WASHINGTON -- It's been nearly six months since Attorney General Eric Holder said the federal response to the legalization of recreational marijuana in Washington and Colorado was coming "relatively soon," but officials in those states are still waiting.
"I would say, and I mean this, that you’ll hear soon," Holder said back in February when asked about the federal response to the legalization laws. "We are, I think, in our last stages of that review, and are trying to make a determination as to what the policy ramifications are going to be, what our international obligations are."
"But the people in [Colorado] and Washington deserve that answer and we will have that, as I said, relatively soon," Holder continued.
Officials in both states told HuffPost they haven't heard from federal officials since Holder made his comments.
"We were told it was imminent, and we are still waiting," said Carolyn Tyler, a spokeswoman for Colorado Attorney General John W. Suthers.
"We have not heard any further news on when we might hear, or if we'll hear for that matter," said Janelle Guthrie, a spokeswoman for Washington Attorney General Bob Ferguson. "We are moving forward."
The Justice Department has not provided any further guidance on when to expect the federal response.
"The legalization initiatives in Washington and Colorado are under review by the Department," Justice Department spokeswoman Allison Price said Friday in a statement to HuffPost.
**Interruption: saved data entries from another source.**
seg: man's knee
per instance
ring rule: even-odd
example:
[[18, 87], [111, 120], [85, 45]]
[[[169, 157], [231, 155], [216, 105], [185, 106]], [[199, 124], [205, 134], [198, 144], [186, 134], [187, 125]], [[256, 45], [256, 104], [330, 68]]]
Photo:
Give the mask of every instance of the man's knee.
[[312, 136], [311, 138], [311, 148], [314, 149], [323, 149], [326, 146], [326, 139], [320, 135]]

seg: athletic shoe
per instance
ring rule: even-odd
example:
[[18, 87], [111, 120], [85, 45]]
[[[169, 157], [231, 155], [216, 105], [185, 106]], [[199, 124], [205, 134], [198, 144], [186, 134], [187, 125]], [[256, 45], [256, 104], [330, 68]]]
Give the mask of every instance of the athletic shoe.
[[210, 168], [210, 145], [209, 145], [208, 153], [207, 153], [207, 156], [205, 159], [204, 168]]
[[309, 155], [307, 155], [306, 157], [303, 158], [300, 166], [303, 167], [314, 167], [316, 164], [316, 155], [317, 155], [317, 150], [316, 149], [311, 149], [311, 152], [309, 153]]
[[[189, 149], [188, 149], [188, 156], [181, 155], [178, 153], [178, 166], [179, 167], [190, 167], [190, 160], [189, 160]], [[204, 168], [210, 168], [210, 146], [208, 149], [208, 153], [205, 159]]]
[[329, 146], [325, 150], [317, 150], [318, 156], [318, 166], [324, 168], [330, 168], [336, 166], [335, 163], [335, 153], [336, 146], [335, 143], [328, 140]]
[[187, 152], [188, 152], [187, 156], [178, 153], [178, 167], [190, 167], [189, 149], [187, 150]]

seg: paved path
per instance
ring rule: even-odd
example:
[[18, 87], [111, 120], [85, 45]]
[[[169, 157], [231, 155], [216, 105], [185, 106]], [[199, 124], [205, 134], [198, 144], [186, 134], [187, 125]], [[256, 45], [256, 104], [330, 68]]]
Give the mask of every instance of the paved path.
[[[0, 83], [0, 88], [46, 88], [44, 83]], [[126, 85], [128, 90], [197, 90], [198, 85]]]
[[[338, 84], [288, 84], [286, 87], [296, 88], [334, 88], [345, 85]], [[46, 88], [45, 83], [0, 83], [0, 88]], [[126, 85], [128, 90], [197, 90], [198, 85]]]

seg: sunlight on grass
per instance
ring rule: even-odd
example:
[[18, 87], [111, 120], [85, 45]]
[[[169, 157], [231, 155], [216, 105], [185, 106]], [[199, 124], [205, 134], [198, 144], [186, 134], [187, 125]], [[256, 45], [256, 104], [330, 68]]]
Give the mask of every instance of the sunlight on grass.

Price said she did not have any specific timeline for the response.
As HuffPost detailed earlier this year, the federal response to legalization will be tricky, especially given DOJ's stumbles in handling the legalization of medical marijuana in several states:
One option would be to go after low-level marijuana users as scapegoats and seek a court ruling that would declare federal law trumps state law. One of the more extreme options, which officials acknowledge is currently being weighed by the department's Civil Division, would be to preempt the laws by suing the states in the same way the feds sued Arizona over its harsh immigration law. Federal authorities could sue Washington and Colorado on the basis that any effort to regulate marijuana would violate the federal Controlled Substances Act.
Holder told a House Appropriations subcommittee back in April that the Justice Department, when evaluating its response to the legalization laws, would have to "take into account how we can best use the resources that we have."